云墨衣笑着,给每人面前的杯子都满上,楚亦寒端起来,放在鼻间闻了一闻,叹道:“好香的美酒,正如美人一般醉人!”
说完仰首,正欲一饮而尽。
“慢!”云墨衣抬手按下了他的杯子,嗔道:“不许抢酒喝,咱们得行酒令,输了的喝。”
“行什么酒令?”
云墨衣沉思半响,笑道:“轮流说笑话,若是没把对方逗笑,便自己喝,若是笑了,便笑了的人喝。”
“这算什么酒令?”楚亦寒闻所未闻,一国皇帝,哪会说什么笑话,不过望了云墨衣一眼,宠溺笑道:“好吧,都依衣儿说的,谁先开始?”
“我让你一次,我先开始吧,听着……”云墨衣站起来,叉着腰,侧头沉思了一会,说道:“从前有只小羊,有天他出去玩,结果碰上了大灰狼。大灰狼说:‘我要吃了你!’你猜,最后怎么了?”
楚亦寒一脸茫然的摇摇头。
“结果--大灰狼就把小羊吃了!”
“……”嗖嗖的冷风。
过了半响,也没有听见任何动静,楚亦寒终于忍不住了,小心翼翼地问了一句:“完了?”
云墨衣长啸一声,颓然地坐在玉凳上,端起桌上的酒杯一干而尽,不服气地说道:“轮到你说了。”
“我不会说笑话,我喝酒好了。”楚亦寒端起了酒杯,也一饮而尽。完了笑看着她。
“再来,我就不信不能将你逗笑。
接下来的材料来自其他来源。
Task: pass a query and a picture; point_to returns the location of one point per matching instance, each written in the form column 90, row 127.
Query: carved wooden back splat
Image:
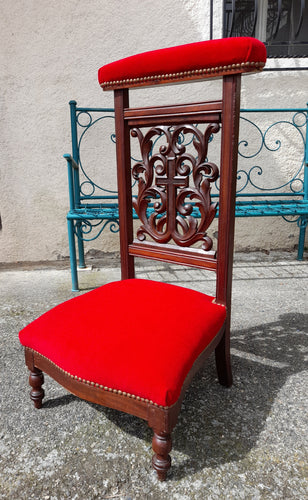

”云墨衣左手端着酒杯,右手做发誓状。
“……”
时间一分一秒的过去,月亮悄悄落到了柳梢,照着白玉亭里两个东倒西歪的人影。
云墨衣扶着桌子,俏脸放在胳膊上,脸上一抹清晰可见的红霞,嘴里一边打着酒嗝儿,一边嘀咕着:“为什么……就是……逗不笑你,你是……冰块做的吗?我摸摸……凉不凉……”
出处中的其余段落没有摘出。